Friday, March 29, 2024

March 29

 2025 self - another one for you.

I had planned to do my cocoon time, stay in my pajamas, drink at any time of day, just nap and maybe read.  But somehow, I'm reasonably OK.  Yesterday I started making the new swing seat.  I goofed up a bit and had to pick some out and resew, and of course things always take longer than I think they should (but if I admitted that I would never start anything).  But I got it all done but the one seam I had to sew by hand, and I did that after breakfast this morning.  It might have gone a little faster if I hadn't had help.


A couple of days ago I started to take the swing frame apart in case I had problems and had to do some soaking in WD-40 (which I did).  At which point serious swearing happened.  When I was doing the Great Barn Cleanout I dumped a *lot* of tools (I also kept a *lot* of tools).  One thing that I rehomed was a couple of sets of socket wrenches.  I don't think I've ever used one in my life, and couldn't think of a circumstance where I might ever use one.

Guess what I needed to take the swing apart.  Fortunately, rather than the donation site, I had give two sets of wrenches to Rik.  He kindly gave me one of them back.

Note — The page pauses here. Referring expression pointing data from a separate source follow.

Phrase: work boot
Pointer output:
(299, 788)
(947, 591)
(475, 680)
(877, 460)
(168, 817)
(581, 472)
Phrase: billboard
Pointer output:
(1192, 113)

Would it have been easier to take the swing apart and put it back together again with some assistance?  Hell, yeah.  Was I able to do it on my own.  Also hell, yeah.  And now I have my swing back.  I had my lunch sitting on it, and even took a short nap.


I had written about getting my new chicks.  They are very cute.


When I was at the feed store recovering my socket wrenches from Rik, Christie gave me a little bantam hen (she had just gotten a half-dozen).  It's nice for my remaining hen Rock to finally have company.  Ebaida has named her Djali, after the little white goat in Hunchback of Notre Dame.


It was quite pretty outside this afternoon, so I spent some time hacking down some feral bamboo.  Last post I had mentioned finding a new blog by a woman that I have followed for years.  I had sent her a comment with condolences, because she, like me, is a March widow.  How the loss is so contrasted with all the bursting of new growth, green leaves, spring peepers, baby chicks.  She liked the term "March widow" and said that this year she was trying to enjoy spring again, rather than be affronted by it.

I'm doing better this year than I have in previous years.  Maybe the Great Barn Clean out helped me with some letting go.  I've been able, for the first time, been able to sleep in the bed instead of the couch (possibly partly because the Great Barn Clean out has really done a number on my hip and it hurts to sleep on the couch).  I'm just somehow calmer than I expected to be.  I'm still functioning far better than I have the previous four Marches.

Jeff will be in town briefly tomorrow and is coming to see me.  I would have said no to anyone else, because I don't want to act as if I'm OK.  But this is Jeff, friend of over 20 years, and the one who drove to Gainesville (with Rob) to bring me home.  Heck - he probably wouldn't care if I stay in my pajamas.

I'm even going to end this with another cute picture.   Suzie, for some reason, has always wanted a beaver for the museum.  And an orphan has now found its way to us.  I have to admit that he's quite adorable.  Life continues.